Pay attention to the fact, however, that our eyes can fool us, even if the results of test say otherwise. The sensitivity of our eyes is depending on the color of the light (the so-called color temperature measured in Kelvin). So it can happen that we see one light to be stronger than the other just because the color of the light is closer to our eyes' sensitivity, closer to the natural color of the sun which is about 5000 K.

The halogen bulbs are around 2800-3200 K which is a more yellowish color. The color can be altered by the coloring of the glass, or more professionally with bulbs filled with gases. Colouring the glass of the bulb is a cheapo thing, since this method decreases the intensity of the emitted light. Our stupid eyes can cheat us to see it to be more intensive because of the color, but we definitely will not have a better view of the pedestrian at the side of the dark road.

At first we fitted the normal H4 GE reference bulb into the lamp and measured the intensity at the measuring point. The beam patter was nice, the cutoff line was sharp. We dotted down the values we measured – these values were the standards we measured at the other bulbs to..

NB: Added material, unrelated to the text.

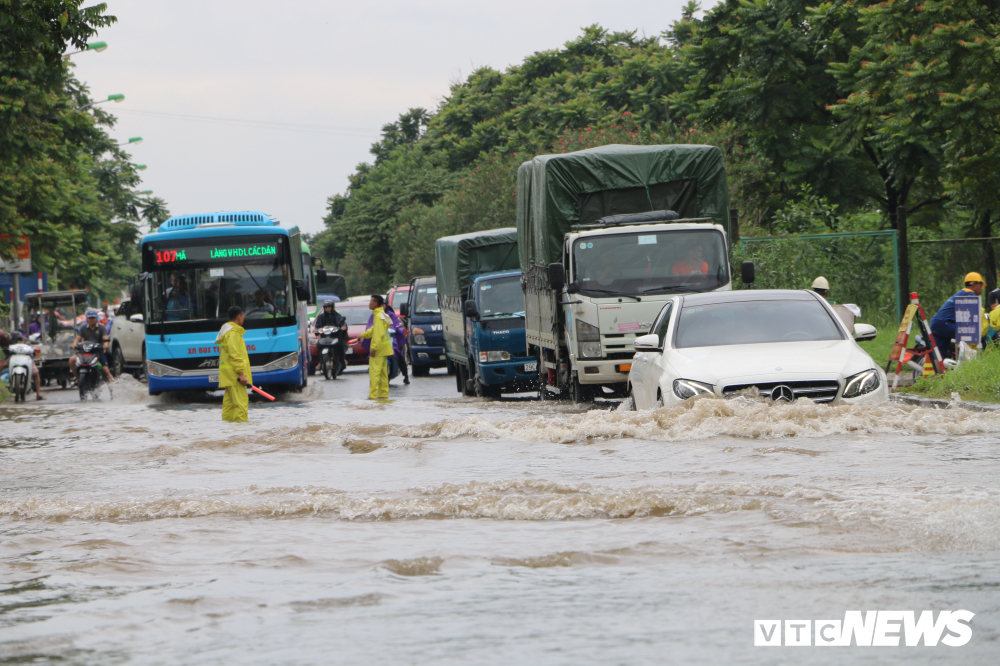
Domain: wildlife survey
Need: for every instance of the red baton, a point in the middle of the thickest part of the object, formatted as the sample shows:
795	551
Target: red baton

Tungsram Megalight plus 60%

We could not measure any higher light intensity, in the centreline it was even a little less intense, but the beam pattern was wider and seemed a little more white as well. We would not say it is any better, but the overall result was good.

GE Megalight Ultra up to 90%

The measurement gave us higher light performance and it was verified by our own eyes as well. This is a better bulb than our reference H4 GE but not by 90%, that is for sure.

White Hammer +50% (filled with Xenon gas)

Lower light intensity and the beam pattern is more narrow. There are big words on the package promising to change the whole world but these are just empty words. It was not up to the level our reference bulb and the GE Megalight was a way ahead of this Xenon gas filled item.

Ultimate Speed

This is a selection of different bulbs, it does not promise anything, but we tried it anyhow. When we opened up the package we realized that the bulb itself absolutely the same as the White Hammer. The shape, the material of the rim were all the same. And the same results as well. Somehow we felt it a little more of a white color, but it was just a slight impression, nothing more.

Osram Silverstar +50%

Very nice package containing a slim, narrow bulb. The product seems to be very professional, but the measured values did not show anything special. It was worse than the GE Megalight, but it had the most white-ish colour and so we felt it to be more intense .

The beam pattern is quite wide, I would not call it bad in any way.

Overall we can say that the 60-90 % more light intensity is absolutely not measurable with our basic DIY equipment, but definitely there are differences between the bulbs.